GitHub Copilot CLI: The Complete Guide to the Agentic Terminal Agent

GitHub Copilot CLI: The Complete Guide to the Agentic Terminal Agent

If you last looked at Copilot in the terminal when it was a GitHub CLI extension, reset that mental model. GitHub Copilot CLI is now the standalone copilot command: an agentic terminal coding agent that can inspect a repo, edit files, run tools, delegate work, review diffs, and help you drive a development session without leaving the shell.

That distinction matters. For senior developers, the interesting question is not "can this autocomplete a command?" It is "how much of my local engineering loop can I safely move into an agentic terminal workflow?" The answer depends on your repo, permissions model, tests, automation comfort, and configuration discipline.

Heads up: GitHub Copilot CLI moves fast. It went GA in February 2026 and ships updates constantly, so commands, flags, and available models change often. Everything here was verified against the CLI as of July 2026 -- always check the official GitHub Copilot CLI docs for the very latest.

What GitHub Copilot CLI Is Now: Old vs New

The first thing to get straight is naming. The old GitHub CLI extension used gh copilot and focused on explaining or suggesting shell commands. GitHub now documents that extension as retired. So when I say GitHub Copilot CLI, I mean the new standalone agentic copilot CLI, not gh copilot suggest or gh copilot explain.

The new Copilot CLI is closer to a terminal-native coding agent than a command helper. It can answer questions, edit code, run tests, inspect GitHub issues and pull requests, use MCP tools, and iterate across a session. GitHub's GA changelog describes the shift from terminal assistant to full agentic development environment, and that framing is right for senior developers.
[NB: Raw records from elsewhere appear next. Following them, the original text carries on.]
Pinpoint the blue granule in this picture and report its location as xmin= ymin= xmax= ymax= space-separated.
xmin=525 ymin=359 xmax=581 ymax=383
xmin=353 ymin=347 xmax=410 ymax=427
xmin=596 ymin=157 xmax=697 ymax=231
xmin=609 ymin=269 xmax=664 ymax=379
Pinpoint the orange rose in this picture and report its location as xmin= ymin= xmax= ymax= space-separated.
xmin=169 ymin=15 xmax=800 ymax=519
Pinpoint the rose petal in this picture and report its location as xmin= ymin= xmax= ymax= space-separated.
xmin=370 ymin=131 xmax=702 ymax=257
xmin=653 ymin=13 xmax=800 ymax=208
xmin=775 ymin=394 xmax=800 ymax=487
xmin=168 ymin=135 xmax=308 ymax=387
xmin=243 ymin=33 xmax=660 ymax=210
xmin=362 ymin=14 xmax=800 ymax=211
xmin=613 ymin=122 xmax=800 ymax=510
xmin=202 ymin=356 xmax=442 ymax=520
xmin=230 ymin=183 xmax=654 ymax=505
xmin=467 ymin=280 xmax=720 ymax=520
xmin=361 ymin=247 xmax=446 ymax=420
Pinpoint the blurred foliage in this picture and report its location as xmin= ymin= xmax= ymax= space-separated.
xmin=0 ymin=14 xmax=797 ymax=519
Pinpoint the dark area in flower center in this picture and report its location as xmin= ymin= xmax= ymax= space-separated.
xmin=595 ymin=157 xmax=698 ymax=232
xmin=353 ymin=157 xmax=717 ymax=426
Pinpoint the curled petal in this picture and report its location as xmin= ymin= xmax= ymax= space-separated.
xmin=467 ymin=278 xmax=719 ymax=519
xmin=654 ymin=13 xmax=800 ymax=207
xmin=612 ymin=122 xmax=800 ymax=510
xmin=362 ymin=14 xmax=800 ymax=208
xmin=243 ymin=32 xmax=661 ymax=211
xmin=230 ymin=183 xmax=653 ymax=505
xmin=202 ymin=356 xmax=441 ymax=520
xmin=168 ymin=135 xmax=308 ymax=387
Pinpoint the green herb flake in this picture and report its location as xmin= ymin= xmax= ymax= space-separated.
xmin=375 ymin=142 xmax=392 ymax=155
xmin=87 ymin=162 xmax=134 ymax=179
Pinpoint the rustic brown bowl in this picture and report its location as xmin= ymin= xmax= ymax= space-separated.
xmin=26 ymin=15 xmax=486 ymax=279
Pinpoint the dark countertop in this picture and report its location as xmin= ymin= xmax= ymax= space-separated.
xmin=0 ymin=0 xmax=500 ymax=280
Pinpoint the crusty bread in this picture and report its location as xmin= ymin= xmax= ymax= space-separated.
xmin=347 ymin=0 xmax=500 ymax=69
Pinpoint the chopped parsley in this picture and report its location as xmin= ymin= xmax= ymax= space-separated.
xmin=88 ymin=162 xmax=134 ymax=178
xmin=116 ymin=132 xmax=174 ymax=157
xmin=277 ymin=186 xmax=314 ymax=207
For .NET developers, I think about this as a local engineering loop wrapped in an AI agent. You still own the architecture, tests, and review. But the Copilot CLI can take on a lot of repetitive motion between those decision points.

That also means it is different from the GitHub Copilot SDK for .NET. The SDK is for building Copilot-powered experiences into your applications. GitHub Copilot CLI is the productized terminal agent you use directly.

Install GitHub Copilot CLI and Start Your First Session

As of July 2026, the official install paths are npm, WinGet, Homebrew, an install script for macOS and Linux, or direct binaries from GitHub releases. The npm package is @github/copilot, and the installed command is copilot. The npm path requires Node.js 22 or later. Windows users also need PowerShell v6 or higher.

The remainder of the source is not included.